Data Engineering with Java & Apache Spark
Opinionated project management tool for build automation, dependency management, and other actions. Once installed, use with the mvn
command. Allows for a project to be IDE agnostic. See the official Maven project for documentation: http://maven.apache.org/index.html as well as the mvn repository to find available libraries: https://mvnrepository.com/
The minimum pom.xml
example:
<project>
<modelVersion>4.0.0</modelVersion>
<groupId>YourDomainName</groupId>
<artifactId>YourProjectName</artifactId>
<version>0.1.0</version>
</project>
Create a new Maven project with the quickstart archetype. Change groupId and artifactId arguments as needed:
mvn archetype:generate
Or skip the setup and run the generator in one line:
mvn archetype:generate -DgroupId=com.revature -DartifactId=my-app -DarchetypeArtifactId=maven-archetype-quickstart -DinteractiveMode=false
Compile class files into target/classes
mvn compile
Package project into a jar file in target
mvn package
Remove target folder and compiled build
mvn clean
Maven builds step through a series of phases sequentially:
For example, running mvn package
will first run validate, compile, and test.

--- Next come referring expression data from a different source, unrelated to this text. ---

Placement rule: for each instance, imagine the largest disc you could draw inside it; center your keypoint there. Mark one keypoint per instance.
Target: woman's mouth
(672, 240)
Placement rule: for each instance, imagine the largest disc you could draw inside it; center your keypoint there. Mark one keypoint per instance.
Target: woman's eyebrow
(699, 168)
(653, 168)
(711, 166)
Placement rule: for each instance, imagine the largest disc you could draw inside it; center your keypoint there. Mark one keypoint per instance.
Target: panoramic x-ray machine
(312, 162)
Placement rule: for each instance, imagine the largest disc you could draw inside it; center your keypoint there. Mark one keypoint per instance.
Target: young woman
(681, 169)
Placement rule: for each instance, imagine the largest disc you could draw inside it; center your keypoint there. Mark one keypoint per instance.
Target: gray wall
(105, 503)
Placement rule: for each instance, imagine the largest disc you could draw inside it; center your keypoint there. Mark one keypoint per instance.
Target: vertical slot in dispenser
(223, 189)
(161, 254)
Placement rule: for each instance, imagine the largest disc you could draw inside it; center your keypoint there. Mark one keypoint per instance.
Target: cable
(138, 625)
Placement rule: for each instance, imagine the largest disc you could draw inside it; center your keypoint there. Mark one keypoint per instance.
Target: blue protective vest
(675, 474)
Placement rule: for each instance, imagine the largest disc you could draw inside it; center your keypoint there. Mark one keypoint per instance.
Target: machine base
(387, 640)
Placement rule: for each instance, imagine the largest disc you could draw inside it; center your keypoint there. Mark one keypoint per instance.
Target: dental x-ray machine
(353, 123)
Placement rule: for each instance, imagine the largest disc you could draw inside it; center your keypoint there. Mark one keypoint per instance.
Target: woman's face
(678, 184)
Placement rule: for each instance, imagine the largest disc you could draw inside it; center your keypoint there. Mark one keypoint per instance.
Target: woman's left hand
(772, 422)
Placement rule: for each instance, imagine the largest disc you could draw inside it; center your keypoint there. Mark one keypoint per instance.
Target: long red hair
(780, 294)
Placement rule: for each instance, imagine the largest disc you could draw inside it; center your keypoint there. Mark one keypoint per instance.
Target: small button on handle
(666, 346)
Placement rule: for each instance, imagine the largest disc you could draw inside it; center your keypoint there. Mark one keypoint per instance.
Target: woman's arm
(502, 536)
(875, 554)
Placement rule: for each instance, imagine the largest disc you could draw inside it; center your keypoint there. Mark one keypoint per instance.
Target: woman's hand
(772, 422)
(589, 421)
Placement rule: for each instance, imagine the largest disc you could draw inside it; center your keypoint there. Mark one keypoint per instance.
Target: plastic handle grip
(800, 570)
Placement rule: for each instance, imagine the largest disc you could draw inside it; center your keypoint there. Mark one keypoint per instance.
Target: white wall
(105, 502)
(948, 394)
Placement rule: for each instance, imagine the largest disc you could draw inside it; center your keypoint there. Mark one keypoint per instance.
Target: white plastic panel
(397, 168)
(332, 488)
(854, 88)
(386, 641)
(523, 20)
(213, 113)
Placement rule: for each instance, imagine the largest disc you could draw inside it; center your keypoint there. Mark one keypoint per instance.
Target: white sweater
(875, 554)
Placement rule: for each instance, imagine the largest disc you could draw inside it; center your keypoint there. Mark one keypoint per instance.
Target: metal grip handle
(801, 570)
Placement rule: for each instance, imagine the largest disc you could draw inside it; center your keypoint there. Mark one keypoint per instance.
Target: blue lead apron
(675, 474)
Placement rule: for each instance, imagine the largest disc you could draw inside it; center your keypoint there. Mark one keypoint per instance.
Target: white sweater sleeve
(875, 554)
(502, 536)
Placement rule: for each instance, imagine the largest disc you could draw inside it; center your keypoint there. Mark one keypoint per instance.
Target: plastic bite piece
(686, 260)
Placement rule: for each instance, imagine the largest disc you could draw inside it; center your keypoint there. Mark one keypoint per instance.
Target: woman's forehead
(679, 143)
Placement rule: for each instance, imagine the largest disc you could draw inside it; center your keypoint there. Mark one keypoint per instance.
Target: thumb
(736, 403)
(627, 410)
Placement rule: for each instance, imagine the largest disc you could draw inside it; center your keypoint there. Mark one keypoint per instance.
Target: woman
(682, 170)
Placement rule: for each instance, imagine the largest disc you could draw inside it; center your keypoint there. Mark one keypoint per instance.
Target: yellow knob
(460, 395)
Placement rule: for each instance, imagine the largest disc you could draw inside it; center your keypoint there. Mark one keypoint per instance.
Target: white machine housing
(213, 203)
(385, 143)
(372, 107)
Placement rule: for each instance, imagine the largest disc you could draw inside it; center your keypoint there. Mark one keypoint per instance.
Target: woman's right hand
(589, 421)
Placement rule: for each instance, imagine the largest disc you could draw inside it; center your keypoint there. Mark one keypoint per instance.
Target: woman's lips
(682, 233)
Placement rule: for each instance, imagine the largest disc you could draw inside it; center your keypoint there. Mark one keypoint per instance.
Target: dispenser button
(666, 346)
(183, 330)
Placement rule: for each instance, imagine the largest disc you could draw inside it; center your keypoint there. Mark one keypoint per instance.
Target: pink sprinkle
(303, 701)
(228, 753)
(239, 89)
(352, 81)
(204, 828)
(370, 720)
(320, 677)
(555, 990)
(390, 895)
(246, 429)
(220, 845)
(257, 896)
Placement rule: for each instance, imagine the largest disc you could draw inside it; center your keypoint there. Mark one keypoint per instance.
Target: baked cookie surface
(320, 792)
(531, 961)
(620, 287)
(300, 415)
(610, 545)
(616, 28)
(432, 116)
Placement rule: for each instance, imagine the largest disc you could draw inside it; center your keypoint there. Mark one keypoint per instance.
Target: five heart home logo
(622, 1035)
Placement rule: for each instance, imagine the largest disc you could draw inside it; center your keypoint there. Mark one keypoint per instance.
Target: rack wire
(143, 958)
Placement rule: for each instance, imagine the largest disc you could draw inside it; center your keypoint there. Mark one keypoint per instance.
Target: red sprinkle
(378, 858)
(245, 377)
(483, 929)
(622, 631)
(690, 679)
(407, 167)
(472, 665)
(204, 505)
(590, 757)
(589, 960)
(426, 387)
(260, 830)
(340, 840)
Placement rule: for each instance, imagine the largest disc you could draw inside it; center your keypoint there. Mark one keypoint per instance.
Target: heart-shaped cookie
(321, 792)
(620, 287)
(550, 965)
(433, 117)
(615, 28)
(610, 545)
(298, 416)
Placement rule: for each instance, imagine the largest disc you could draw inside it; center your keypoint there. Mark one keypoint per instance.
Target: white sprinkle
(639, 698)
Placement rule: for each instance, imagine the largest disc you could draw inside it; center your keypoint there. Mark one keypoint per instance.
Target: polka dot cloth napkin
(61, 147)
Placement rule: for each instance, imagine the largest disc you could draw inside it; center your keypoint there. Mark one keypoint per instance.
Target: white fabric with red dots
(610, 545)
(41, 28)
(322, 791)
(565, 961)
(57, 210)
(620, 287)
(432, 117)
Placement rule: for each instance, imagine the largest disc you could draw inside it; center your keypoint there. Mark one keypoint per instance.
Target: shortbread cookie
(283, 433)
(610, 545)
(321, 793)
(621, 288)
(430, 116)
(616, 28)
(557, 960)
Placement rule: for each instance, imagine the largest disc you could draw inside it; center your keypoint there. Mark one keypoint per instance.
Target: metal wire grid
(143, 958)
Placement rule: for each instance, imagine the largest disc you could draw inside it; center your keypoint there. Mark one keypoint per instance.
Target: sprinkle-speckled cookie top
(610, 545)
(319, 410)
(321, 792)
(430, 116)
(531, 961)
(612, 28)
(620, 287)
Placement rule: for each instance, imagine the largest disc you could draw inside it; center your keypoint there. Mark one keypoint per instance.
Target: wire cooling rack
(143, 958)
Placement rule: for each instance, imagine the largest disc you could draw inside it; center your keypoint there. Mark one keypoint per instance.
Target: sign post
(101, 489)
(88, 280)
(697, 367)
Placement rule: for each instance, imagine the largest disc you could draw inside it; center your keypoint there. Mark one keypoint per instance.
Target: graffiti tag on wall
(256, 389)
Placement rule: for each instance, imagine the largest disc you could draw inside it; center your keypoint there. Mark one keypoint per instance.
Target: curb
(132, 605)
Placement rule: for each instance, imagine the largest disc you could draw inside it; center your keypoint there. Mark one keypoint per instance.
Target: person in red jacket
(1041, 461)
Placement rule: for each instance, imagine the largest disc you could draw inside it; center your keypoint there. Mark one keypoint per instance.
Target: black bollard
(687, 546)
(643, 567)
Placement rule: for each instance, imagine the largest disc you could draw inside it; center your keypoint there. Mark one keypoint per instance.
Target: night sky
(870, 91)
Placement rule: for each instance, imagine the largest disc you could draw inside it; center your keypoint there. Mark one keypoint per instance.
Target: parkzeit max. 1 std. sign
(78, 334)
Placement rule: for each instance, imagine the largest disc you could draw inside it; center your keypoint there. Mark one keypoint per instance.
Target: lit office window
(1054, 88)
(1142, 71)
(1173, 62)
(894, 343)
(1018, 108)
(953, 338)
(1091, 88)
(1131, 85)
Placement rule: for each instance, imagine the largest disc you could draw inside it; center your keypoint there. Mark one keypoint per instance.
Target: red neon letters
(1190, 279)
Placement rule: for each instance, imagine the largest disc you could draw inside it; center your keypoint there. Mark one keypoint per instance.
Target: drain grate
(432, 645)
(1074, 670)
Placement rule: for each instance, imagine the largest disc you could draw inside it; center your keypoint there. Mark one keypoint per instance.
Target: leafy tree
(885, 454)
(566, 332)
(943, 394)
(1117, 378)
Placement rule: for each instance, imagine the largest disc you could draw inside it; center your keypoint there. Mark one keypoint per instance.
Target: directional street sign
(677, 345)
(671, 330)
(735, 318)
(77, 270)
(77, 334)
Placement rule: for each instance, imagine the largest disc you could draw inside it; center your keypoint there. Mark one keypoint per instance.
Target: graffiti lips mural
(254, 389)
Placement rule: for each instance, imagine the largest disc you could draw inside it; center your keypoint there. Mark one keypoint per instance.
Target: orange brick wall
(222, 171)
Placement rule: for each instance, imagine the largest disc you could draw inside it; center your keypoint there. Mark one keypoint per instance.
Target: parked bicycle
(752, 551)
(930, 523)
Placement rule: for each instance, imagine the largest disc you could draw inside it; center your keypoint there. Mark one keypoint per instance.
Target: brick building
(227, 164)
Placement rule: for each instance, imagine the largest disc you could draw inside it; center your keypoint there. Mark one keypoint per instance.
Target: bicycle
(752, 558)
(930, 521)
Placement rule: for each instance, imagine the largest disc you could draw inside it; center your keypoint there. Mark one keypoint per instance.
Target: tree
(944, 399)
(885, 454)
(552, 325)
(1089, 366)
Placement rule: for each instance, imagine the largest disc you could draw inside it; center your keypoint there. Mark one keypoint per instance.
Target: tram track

Maven can not only manage imported libraries, but resolve transitive dependencies required for each. Simply including a dependency will be enough for Maven to search for all other required dependencies.
To include a dependency, search on Maven Repository for its groupId, artifactId, and version. Inlude these tags in a <dependency></dependency>
element within a <dependencies></dependencies>
block.
<project>
...
<dependencies>
<dependency>
<groupId>junit</groupId>
<artifactId>junit</artifactId>
<version>4.12</version>
<scope>test</scope>
</dependency>
</dependencies>
</project>
A scope element can specify the lifecycle goal the dependency will be limited to.
Maven plugins are a collection of goals, work units that accomplish an automated task. A basic Maven project will automatically include a number of plugins including the compiler plugin which can set the source and target value of the JDK version to use when compiling, and the surefire plugin which will automatically run JUnit tests found on the classpath.
These plugins can be configured within the pom.xml
, and extra plugins can be added to introduce new automation tasks. For example:
To simplify the execution of a Java application, the exec plugin can be configured as follows:
<project>
...
<build>
<plugins>
<plugin>
<groupId>org.codehaus.mojo</groupId>
<artifactId>exec-maven-plugin</artifactId>
<configuration>
<mainClass>com.revature.App</mainClass>
<commandlineArgs>Mike</commandlineArgs>
</configuration>
</plugin>
</plugins>
</build>
...
</project>
And then the following command will run the plugin:
mvn exec:java
Alternatively, the configuration element block can be removed while still using the plugin, or its arguments overwritten, with the following command:
mvn exec:java -Dexec.mainClass=”com.revature.App” -Dexec.args=”Mike”
Even better, simply add this one properties tag:
<properties>
...
<exec.mainClass>your.main.App</exec.mainClass>
</properties>
And the mvn exec:java
command will run your program without any further plugin configuration.